Yes, and it should be actively considered. Pakistan has over 500,000 new TB cases per year according to the WHO, and a cough lasting more than two weeks with night sweats, weight loss, or blood-tinged sputum warrants a sputum test and chest X-ray to rule out TB. Free testing is available at government TB clinics nationwide.
Can blood pressure tablets cause a persistent cough?
Yes. ACE inhibitor medications, a common class of antihypertensives, cause a dry persistent cough in roughly 10 to 20% of users. The cough typically starts within weeks to months of beginning the medicine and resolves when the drug is switched. A doctor can prescribe an alternative that doesn’t cause this side effect.
What is the difference between an acute cough and a chronic cough?

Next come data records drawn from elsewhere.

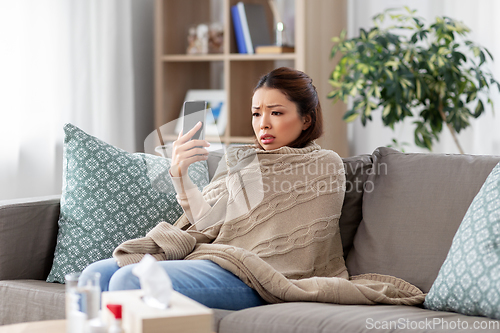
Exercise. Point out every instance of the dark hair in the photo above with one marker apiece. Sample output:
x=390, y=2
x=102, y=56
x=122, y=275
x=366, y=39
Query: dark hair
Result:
x=297, y=87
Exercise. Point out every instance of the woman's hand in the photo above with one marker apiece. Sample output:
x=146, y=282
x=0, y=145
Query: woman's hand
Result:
x=185, y=151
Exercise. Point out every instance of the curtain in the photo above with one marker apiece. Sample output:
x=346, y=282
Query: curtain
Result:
x=481, y=17
x=61, y=61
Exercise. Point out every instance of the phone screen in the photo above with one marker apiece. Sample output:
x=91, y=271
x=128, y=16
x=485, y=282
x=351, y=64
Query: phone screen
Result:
x=194, y=111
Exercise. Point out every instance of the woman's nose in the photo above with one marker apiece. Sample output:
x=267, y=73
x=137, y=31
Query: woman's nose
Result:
x=265, y=122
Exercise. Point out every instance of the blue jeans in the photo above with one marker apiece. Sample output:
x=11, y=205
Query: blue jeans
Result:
x=201, y=280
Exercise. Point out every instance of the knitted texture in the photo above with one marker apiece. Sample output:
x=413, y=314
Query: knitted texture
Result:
x=279, y=230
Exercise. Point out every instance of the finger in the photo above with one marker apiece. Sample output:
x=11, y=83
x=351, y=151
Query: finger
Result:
x=191, y=152
x=194, y=159
x=196, y=143
x=191, y=132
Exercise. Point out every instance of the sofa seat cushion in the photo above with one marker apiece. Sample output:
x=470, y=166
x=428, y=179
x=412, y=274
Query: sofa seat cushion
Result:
x=30, y=300
x=325, y=318
x=412, y=207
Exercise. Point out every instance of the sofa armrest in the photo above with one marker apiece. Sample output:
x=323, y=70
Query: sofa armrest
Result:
x=28, y=235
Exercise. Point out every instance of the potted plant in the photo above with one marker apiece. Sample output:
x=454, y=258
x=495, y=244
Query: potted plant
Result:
x=408, y=69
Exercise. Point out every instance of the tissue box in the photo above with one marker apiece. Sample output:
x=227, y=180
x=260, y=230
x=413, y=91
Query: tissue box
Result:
x=183, y=315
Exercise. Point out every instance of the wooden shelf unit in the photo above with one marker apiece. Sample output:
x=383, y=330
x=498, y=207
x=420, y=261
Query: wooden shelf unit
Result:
x=176, y=72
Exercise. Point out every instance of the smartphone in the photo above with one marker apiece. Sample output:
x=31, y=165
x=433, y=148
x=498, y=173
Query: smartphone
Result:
x=193, y=112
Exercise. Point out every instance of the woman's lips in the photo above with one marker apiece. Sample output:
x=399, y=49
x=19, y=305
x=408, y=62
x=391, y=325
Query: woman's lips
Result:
x=267, y=139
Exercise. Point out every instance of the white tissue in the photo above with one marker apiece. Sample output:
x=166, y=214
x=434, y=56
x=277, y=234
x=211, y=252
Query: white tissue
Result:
x=155, y=282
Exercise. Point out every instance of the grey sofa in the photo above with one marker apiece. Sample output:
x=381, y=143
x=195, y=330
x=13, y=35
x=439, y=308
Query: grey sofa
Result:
x=399, y=217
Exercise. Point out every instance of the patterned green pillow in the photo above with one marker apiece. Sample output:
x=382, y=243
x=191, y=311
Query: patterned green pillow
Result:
x=108, y=197
x=469, y=280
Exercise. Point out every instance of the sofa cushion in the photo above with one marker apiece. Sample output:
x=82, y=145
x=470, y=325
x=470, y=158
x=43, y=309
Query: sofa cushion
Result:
x=110, y=196
x=28, y=232
x=30, y=300
x=412, y=207
x=356, y=169
x=311, y=317
x=469, y=280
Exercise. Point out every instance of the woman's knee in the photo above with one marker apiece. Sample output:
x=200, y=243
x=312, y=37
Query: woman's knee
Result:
x=124, y=279
x=106, y=268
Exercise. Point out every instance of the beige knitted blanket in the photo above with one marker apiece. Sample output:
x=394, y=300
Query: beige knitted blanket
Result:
x=275, y=226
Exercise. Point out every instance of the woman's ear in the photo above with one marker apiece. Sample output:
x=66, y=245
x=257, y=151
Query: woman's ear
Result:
x=307, y=122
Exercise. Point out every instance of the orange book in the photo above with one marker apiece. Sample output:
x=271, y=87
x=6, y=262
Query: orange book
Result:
x=274, y=49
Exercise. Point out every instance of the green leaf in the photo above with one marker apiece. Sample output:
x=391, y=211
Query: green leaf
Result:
x=387, y=110
x=350, y=116
x=479, y=109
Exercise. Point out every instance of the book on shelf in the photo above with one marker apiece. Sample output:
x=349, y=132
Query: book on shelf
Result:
x=274, y=49
x=238, y=30
x=254, y=28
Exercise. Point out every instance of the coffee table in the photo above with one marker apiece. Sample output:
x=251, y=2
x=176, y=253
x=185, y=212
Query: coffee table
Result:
x=47, y=326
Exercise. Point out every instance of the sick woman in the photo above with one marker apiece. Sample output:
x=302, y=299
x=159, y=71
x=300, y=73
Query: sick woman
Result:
x=266, y=228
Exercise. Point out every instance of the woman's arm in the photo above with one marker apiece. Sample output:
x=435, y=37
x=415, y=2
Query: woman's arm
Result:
x=184, y=153
x=190, y=199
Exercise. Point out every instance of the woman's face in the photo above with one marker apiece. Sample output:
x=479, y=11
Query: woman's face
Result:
x=275, y=119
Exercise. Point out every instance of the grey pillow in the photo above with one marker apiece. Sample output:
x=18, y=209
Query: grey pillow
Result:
x=356, y=169
x=108, y=197
x=412, y=207
x=469, y=280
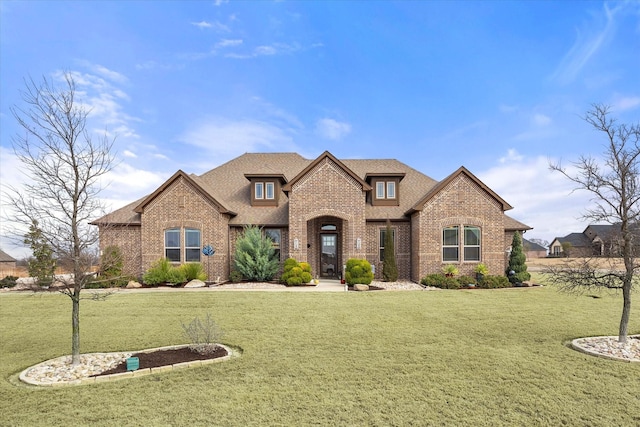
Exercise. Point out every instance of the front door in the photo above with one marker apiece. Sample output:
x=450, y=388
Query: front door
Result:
x=329, y=256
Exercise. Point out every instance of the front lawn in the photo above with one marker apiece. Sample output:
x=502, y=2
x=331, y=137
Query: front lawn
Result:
x=471, y=357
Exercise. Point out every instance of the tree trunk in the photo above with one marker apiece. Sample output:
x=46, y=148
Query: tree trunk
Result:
x=626, y=311
x=75, y=328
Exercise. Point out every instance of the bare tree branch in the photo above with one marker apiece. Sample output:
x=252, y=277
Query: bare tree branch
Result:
x=614, y=183
x=63, y=162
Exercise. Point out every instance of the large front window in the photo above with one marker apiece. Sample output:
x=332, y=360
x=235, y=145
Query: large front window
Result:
x=451, y=243
x=471, y=243
x=174, y=244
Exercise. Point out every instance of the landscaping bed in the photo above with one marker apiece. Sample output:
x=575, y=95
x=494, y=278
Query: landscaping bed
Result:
x=166, y=357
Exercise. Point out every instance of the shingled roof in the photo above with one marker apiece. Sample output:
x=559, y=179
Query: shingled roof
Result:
x=5, y=257
x=229, y=187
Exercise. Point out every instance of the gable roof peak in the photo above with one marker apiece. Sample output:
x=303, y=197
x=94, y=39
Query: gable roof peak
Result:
x=193, y=180
x=318, y=160
x=442, y=184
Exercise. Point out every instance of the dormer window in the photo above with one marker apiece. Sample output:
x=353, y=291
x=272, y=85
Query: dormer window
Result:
x=265, y=189
x=385, y=188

An acute cough lasts under three weeks and is usually caused by a cold or flu. A chronic cough lasts eight weeks or more in adults and is almost always due to an underlying condition such as asthma, GERD, or postnasal drip rather than an active infection.

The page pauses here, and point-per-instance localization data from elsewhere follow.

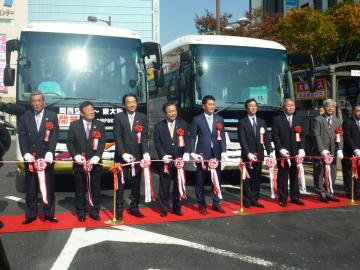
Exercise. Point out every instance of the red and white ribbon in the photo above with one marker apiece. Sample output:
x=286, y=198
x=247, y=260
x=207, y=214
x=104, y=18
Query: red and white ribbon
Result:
x=262, y=132
x=181, y=142
x=179, y=164
x=87, y=166
x=301, y=173
x=40, y=166
x=328, y=159
x=149, y=193
x=47, y=135
x=270, y=163
x=213, y=164
x=95, y=144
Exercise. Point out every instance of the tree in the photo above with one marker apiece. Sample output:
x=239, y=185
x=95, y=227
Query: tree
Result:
x=309, y=31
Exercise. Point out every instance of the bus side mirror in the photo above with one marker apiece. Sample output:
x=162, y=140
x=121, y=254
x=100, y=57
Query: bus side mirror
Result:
x=9, y=76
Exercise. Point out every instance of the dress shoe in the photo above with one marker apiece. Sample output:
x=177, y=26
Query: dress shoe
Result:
x=298, y=202
x=95, y=217
x=29, y=220
x=136, y=213
x=202, y=211
x=179, y=213
x=283, y=204
x=324, y=200
x=52, y=219
x=333, y=199
x=257, y=204
x=219, y=209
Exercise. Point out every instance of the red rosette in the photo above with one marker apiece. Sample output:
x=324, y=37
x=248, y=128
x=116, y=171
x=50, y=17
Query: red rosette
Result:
x=179, y=163
x=180, y=132
x=96, y=134
x=213, y=163
x=138, y=128
x=49, y=126
x=298, y=129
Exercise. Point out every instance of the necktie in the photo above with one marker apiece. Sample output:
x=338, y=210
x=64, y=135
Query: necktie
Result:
x=131, y=119
x=209, y=118
x=289, y=120
x=171, y=130
x=87, y=130
x=329, y=122
x=254, y=124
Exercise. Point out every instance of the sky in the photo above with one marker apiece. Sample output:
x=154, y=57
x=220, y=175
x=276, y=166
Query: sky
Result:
x=177, y=16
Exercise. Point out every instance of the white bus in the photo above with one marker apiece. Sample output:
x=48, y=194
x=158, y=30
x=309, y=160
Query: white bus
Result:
x=71, y=63
x=232, y=69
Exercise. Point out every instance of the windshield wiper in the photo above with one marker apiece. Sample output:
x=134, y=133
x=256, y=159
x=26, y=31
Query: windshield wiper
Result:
x=59, y=99
x=227, y=107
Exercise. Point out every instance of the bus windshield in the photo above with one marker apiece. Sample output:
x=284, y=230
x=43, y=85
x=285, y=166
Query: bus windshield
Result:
x=66, y=67
x=235, y=74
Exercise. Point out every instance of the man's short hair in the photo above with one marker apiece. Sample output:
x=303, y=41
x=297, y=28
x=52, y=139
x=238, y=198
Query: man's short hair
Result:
x=328, y=102
x=85, y=104
x=167, y=104
x=37, y=93
x=207, y=98
x=250, y=100
x=128, y=95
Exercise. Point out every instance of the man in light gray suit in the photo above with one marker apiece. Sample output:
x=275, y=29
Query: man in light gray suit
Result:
x=324, y=132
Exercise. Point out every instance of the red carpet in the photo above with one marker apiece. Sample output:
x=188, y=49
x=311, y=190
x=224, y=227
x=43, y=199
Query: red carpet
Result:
x=69, y=220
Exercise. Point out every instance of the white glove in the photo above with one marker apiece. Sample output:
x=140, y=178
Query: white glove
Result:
x=146, y=156
x=196, y=157
x=252, y=157
x=284, y=152
x=340, y=154
x=167, y=158
x=29, y=157
x=301, y=153
x=49, y=157
x=79, y=159
x=127, y=157
x=186, y=157
x=224, y=156
x=94, y=160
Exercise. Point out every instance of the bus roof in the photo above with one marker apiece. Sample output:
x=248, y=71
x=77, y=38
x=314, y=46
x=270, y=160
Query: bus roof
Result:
x=79, y=28
x=221, y=40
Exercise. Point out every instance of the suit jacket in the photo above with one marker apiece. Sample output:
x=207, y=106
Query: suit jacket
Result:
x=200, y=130
x=78, y=144
x=351, y=134
x=126, y=139
x=249, y=142
x=31, y=140
x=324, y=137
x=284, y=137
x=165, y=145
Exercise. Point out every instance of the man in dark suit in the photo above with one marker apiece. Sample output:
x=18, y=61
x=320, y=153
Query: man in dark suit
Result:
x=204, y=131
x=38, y=135
x=286, y=145
x=169, y=147
x=323, y=131
x=252, y=149
x=86, y=142
x=351, y=129
x=130, y=146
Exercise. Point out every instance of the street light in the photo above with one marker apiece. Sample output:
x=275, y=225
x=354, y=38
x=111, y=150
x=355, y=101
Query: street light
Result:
x=95, y=19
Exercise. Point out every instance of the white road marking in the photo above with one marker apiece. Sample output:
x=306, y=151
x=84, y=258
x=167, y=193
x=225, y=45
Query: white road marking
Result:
x=16, y=199
x=80, y=238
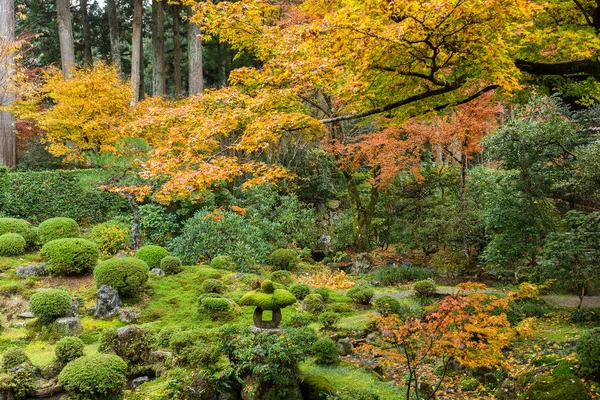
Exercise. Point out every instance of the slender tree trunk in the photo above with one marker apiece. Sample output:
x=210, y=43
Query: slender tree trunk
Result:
x=159, y=84
x=195, y=78
x=136, y=51
x=65, y=36
x=85, y=26
x=113, y=26
x=8, y=139
x=176, y=50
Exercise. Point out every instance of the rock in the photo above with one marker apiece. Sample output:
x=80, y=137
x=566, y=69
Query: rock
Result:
x=138, y=381
x=128, y=315
x=68, y=326
x=31, y=270
x=346, y=347
x=108, y=302
x=362, y=263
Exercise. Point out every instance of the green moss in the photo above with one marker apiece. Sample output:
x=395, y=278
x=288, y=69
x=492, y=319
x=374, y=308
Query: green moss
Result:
x=280, y=298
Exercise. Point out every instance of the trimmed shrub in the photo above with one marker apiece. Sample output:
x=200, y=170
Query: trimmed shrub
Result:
x=213, y=286
x=361, y=294
x=111, y=237
x=329, y=319
x=70, y=256
x=50, y=304
x=128, y=275
x=282, y=276
x=12, y=357
x=58, y=228
x=386, y=305
x=588, y=352
x=223, y=262
x=171, y=265
x=283, y=259
x=12, y=244
x=324, y=292
x=99, y=376
x=326, y=351
x=68, y=349
x=20, y=226
x=424, y=288
x=152, y=255
x=300, y=290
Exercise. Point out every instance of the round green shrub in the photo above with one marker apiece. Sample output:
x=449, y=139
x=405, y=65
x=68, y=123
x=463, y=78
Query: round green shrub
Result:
x=361, y=294
x=300, y=290
x=111, y=237
x=326, y=351
x=329, y=319
x=68, y=349
x=70, y=256
x=20, y=226
x=171, y=265
x=12, y=244
x=223, y=262
x=386, y=305
x=314, y=303
x=58, y=228
x=99, y=376
x=50, y=304
x=128, y=275
x=12, y=357
x=588, y=351
x=424, y=288
x=213, y=286
x=152, y=255
x=282, y=276
x=283, y=259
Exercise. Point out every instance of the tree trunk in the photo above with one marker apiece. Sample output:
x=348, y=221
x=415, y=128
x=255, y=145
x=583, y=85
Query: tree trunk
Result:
x=176, y=50
x=8, y=139
x=159, y=84
x=113, y=26
x=85, y=26
x=195, y=72
x=65, y=36
x=136, y=51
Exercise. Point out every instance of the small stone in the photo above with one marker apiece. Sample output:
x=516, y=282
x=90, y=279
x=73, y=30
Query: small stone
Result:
x=108, y=302
x=31, y=270
x=128, y=315
x=138, y=381
x=68, y=326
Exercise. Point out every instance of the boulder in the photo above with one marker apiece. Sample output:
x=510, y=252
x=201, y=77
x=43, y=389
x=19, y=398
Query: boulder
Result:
x=68, y=326
x=31, y=270
x=108, y=302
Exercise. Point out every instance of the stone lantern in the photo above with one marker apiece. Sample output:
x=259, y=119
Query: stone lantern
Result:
x=268, y=298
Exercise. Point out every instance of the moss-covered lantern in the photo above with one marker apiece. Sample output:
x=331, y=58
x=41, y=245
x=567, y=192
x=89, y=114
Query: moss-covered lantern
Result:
x=268, y=298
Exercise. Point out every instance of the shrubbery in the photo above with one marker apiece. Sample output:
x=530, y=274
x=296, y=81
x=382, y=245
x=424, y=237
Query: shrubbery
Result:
x=283, y=259
x=68, y=349
x=70, y=256
x=152, y=255
x=50, y=304
x=326, y=351
x=99, y=376
x=58, y=228
x=20, y=226
x=111, y=237
x=361, y=294
x=128, y=275
x=171, y=265
x=12, y=244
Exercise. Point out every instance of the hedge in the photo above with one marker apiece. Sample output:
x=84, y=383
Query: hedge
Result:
x=38, y=195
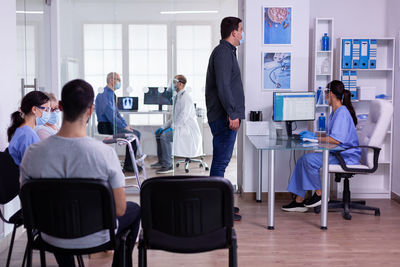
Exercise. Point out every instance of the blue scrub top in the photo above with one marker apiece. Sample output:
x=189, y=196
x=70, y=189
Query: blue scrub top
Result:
x=23, y=137
x=106, y=110
x=341, y=128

When should I see a specialist for a persistent cough?
See a specialist if your cough has not improved after three weeks, if it started after a new medication, or if you have any red-flag symptoms such as blood in sputum, weight loss, or breathlessness. A general physician is a good first step; they may then refer you to a chest specialist or gastroenterologist depending on the likely cause.
Conclusion
A persistent cough is one of the most mismanaged symptoms in Pakistan, largely because it gets automatically treated as a chest infection. The reality is that asthma, acid reflux, postnasal drip, blood pressure tablets, and TB are all common causes that require completely different treatments. If a cough has lasted more than three weeks, or if any red-flag symptoms are present, a proper diagnosis is the only way forward. Antibiotics and cough syrups are not a substitute for finding out what is actually wrong.
This article is for informational purposes only and does not constitute medical advice. Please consult a qualified healthcare professional for diagnosis and treatment.